Aga Khan University has been selected to participate in the 2025 Google.org Accelerator: Generative AI. Afya Gemma, an AI-powered clinical decision support platform developed by Aga Khan University Data Innovation Office, has been selected from nearly 3,000 global applications
Google.org launched an open call to find the next Accelerator cohort, providing resources to help address barriers that prevent the social sector from harnessing the power of generative AI. Participants of the Google.org Accelerator: Generative AI will receive a share of $30M alongside six months of structured support. They will have access to dedicated assistance from Google employees, technical training, and Google Cloud credits to build gen AI-powered solutions.
With this support, Afya Gemma will scale its efforts to equip clinicians across Kenya with real-time, evidence-based guidance tailored to local healthcare realities. The platform integrates anonymized health records from a Kenyan Electronic Health Record (EHR) repository developed by Aga Khan University for research, alongside Kenya-specific clinical guidelines. It will also have a curated library of peer-reviewed research studies, enabling clinicians to make more informed decisions via natural language queries.
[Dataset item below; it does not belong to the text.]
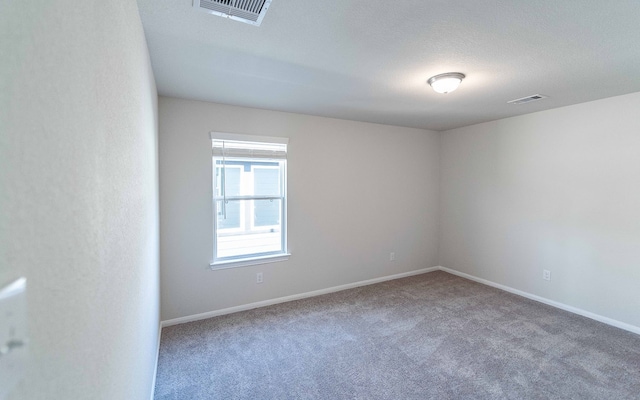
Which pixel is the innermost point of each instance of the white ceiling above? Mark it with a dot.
(370, 60)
“We’re honoured to join the 2025 Google.org Accelerator,” said Farhana Alarakhiya, Chief Data Innovation Officer, Aga Khan University and Principal Investigator for Afya Gemma. “In Kenya, just over 10,000 doctors serve more than 52 million people—leaving vast gaps in access to specialist expertise, particularly in rural and underserved communities. Afya Gemma was built to help close this gap. By harnessing generative AI, we’re democratizing clinical knowledge, making it instantly accessible to frontline healthcare workers through natural language queries in English and Swahili. With Google.org’s support, we can accelerate the localization and refinement of our models, ensuring that even the most remote clinics have access to the same quality of insights as urban hospitals.”
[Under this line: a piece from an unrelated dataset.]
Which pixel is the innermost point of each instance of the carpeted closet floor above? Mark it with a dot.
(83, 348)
Afya Gemma will be deployed in 40 facilities across the network of Aga Khan University Hospital (AKUH) and Aga Khan Health Services (AKHS) facilities. It will focus on bridging the research-practice gap and enhancing care quality through AI. The platform’s multilingual interface ensures accessibility across Kenya’s diverse healthcare workforce, and its insights are rooted in region-specific disease trends and protocols.